While most of these relationships are unclear, one suprising thing is looking at credit score in the range of 520-640. A relationship exists where a higher interest rate correlates with longer employment duration. For the most part, I'll exclude these despite that one relationship that was found.

The final thing I want to explore is credit score, interest rate, and the other four categorical variables

Looking at these pointplots, it looks like a mess with the exception of interest rate vs credit scores looking at homeownership. I'll do barplots on these to see if the relationships are clearer.

With the exception of the illustrating borrower rate vs credit score range emphasizing if the borrower is a homeowner, comparing the other categories shows some confusion and ambiguity. To simplify some of these bar graphs, I'll combine or get rid of some columns.

Simplifying these bar graphs help illustrate the relationship between Interest Rate and Credit Score. Overall, the negative status items show a higher interest rate compared to its positive counterparts. Surprisingly, looking at the lower credit score range (520-640), it shows higher income earners having a little higher interest rate comparted to their lower income counterparts.

Talk about some of the relationships you observed in this part of the investigation.
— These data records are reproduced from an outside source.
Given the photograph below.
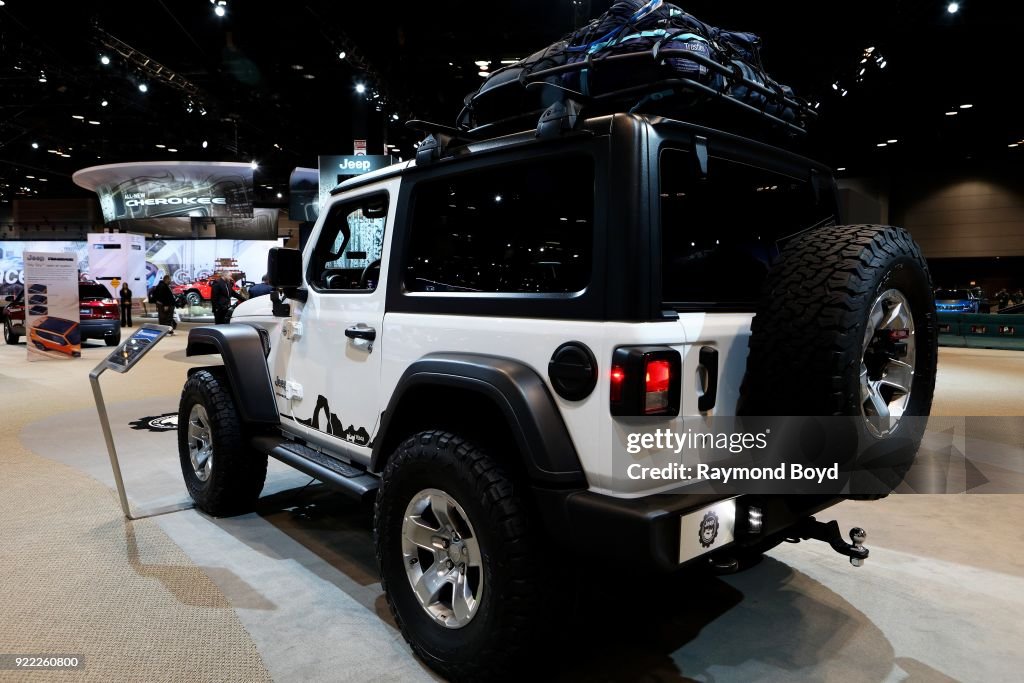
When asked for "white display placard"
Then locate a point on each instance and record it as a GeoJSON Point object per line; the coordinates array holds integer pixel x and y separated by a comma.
{"type": "Point", "coordinates": [51, 306]}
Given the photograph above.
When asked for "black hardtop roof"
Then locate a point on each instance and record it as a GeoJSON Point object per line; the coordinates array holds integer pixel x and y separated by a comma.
{"type": "Point", "coordinates": [601, 125]}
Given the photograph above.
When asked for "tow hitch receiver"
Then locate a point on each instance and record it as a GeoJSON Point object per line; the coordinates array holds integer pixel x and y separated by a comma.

Were there features that strengthened each other in terms of looking at your feature(s) of interest?

I started out comparing three qualitative variables with interest rate being one of the three. For the most part, it was a dead end and did not reveal much. I then tried using two numeric variables compared with one categorical variable. The only relationship that was present was employment duration vs interest rate where the credit score was between 520-640. The final sets observed two categorical variables versus interest rate. One showed a suprising trend when looking into homeownership as a factor when comparing interest rate and credit score. The other bar plots are not too suprising and made sense. I had to simplify three columns to visualize the bar graphs more clearly.

Were there any interesting or surprising interactions between features?

The first interesting trend that there was a positive correlation looking at employment duration vs interest rate when a borrower's credit score falls between 520-640. It shows a higher interest rate the longer a borrower has been employed, which surprised me. The second thing that was interesting is looking at homeowner status when comparing credit score and interest rate. For most of the credit card ranges, it shows a slightly lower interest rate for homeowners where the violin plot showed otherwise.